Dans le cadre de l’aménagement de la place de l’Hôtel de ville de Tours (actuelle place Anatole France), Félix Laurent, conservateur du musée et directeur de l’école municipale de dessin, adresse une lettre à la direction des Beaux-Arts le 16 juin 1878 au sujet du projet d’érection d’une statue de François Rabelais par voie de concours. La ville de Tours souhaite en effet réaliser une statue en pendant de celle de René Descartes, exécutée par le comte de Nieuwerkerke et inaugurée en 1852.
Le 28 septembre 1878 est publié le règlement du concours. Il est ouvert à tous les artistes français, celui qui sera retenu devra sculpter une statue en marbre de 2,60 m de haut. Le premier prix recevra 5 000 francs, le deuxième 3 000 francs et le troisième 2 000 francs. L’exécution du marbre, fourni par la ville, sera placée sous la surveillance du lauréat et devra être achevée avant le 1er août 1879.

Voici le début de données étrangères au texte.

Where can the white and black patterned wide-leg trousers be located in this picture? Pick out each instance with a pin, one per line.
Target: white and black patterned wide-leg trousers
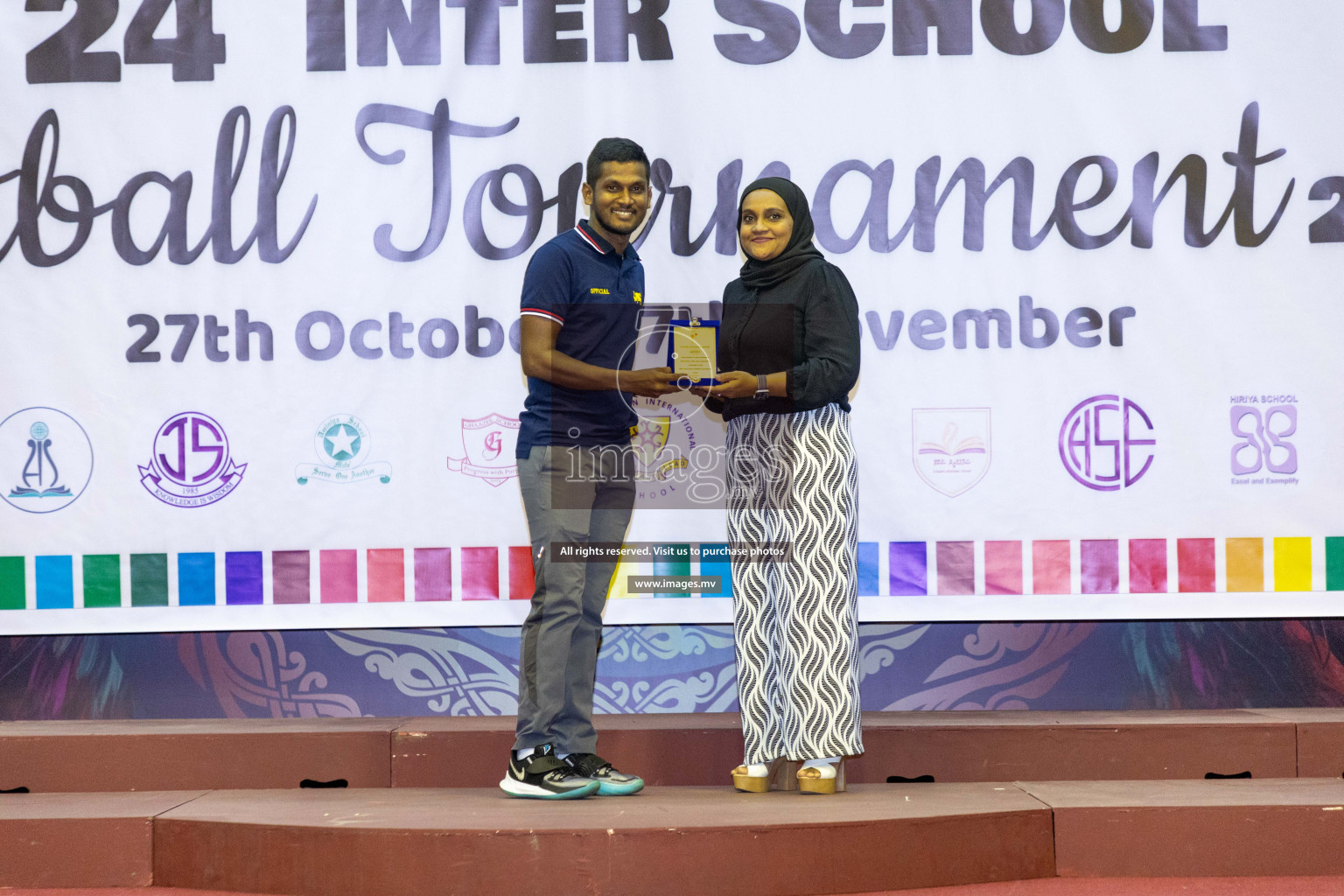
(794, 479)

96 maquettes en plâtre sont réceptionnées le 2 décembre 1878 à l’École des Beaux-Arts de Paris pour y être exposées pendant plusieurs jours de manière anonyme (les candidats y ont apposé une marque ou une citation). Le jury composé de sculpteurs membres de l’Institut ou statuaires reconnus, d’historiens de l’art, de Dieudonné Belle, maire de Tours, de deux de ses adjoints et de Félix Laurent (secrétaire du jury) délibère le vendredi 6 décembre et désigne trois finalistes. Le Premier prix est finalement attribué à Henri Dumaige, le Deuxième à Jean-Paul Aubé et le Troisième à Louis Albert-Lefeuvre.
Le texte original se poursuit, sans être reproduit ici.